In an effort to prepare for Jamaica, I packed my bags and lathered myself with sunscreen, but I couldn’t truly prepare myself. I believed that I would be buoyed by my nearly four years of after school tutoring—until I landed in Jamaica.
In Jamaica, our time was divided between the Jamaica National Children’s Home, the Home for the Aged, and the Ferry community. After hearing from previous Jamaica trippers, I thought I knew what to expect when walking into each of these places, but, again, nothing can prepare you for Jamaica.
The Jamaica National Children’s Home has a sector devoted to the disabled. One cannot age out of this sector, so those living there will likely live there until they pass away. Some people have been living in the same room for more than 20 years. The residents sit all day, with no mental stimulation, human interaction, or change of scenery, with only mealtimes and baths as changes to the daily boredom of sitting. While interacting with the residents at National, I challenged myself to think of how much I am able to do. I can get myself out of bed, brush my teeth, feed myself, bathe myself, drive a car, and walk to classes, among countless other activities every single day.

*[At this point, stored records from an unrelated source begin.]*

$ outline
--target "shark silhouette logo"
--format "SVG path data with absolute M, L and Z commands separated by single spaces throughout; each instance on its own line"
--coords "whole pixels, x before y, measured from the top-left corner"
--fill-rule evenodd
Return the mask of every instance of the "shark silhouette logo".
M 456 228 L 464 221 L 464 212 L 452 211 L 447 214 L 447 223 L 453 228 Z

The Home for the Aged is my worst nightmare for my own future and made me ache for the residents’ present. In rooms the size of horse stalls and few meals served throughout the week, the Home for the Aged exemplifies pain; every resident was left by a family member who chose not to care for them, each day the residents live in fear of dying alone, and the only thing they have is each other. However, the Home for the Aged also represents the beauty in humanity—among the pain, suffering, and crippling loneliness that the residents face, there is friendship and family. Ms. Cecilia (pictured with Taegan) cares for her beloved roommate, Ms. Joseph, with humility and a servant heart.
On our last day in Kingston, we arrived at Ferry in the afternoon and few children were there. The trippers visited with adults and played with some of the younger kids until 3:30, when suddenly dozens of children in uniforms began arriving home from school for the day, eager to share stories of their classes. As we reflected on our day, we listened to Joli Anderson, who now serves as the assistant community service director and organized the first trip and has worked tirelessly on it ever since. She told us how different the lanes of Ferry looked on that day compared to the first day she visited Ferry over 20 years ago. Then, the lanes were filled with children of all ages at all hours of the day. Now, the lanes are quiet—all of the children are in school.
After Jamaica, I see the injustices Chattanooga faces in a newlight. The poverty and income disparity throughout Chattanooga neighborhoods and the education system breaks Chattanooga into a two-tiered society, much like Kingston. The main problem that our community faces is the lack of living as one—there are few programs or places where the entirety of our. community can live as one, joined by our humanity and common home. Therefore, Jamaica’s main lesson, for me, was to join hands with my neighbors, existing and loving as one. When we can achieve this, all else will fall into place.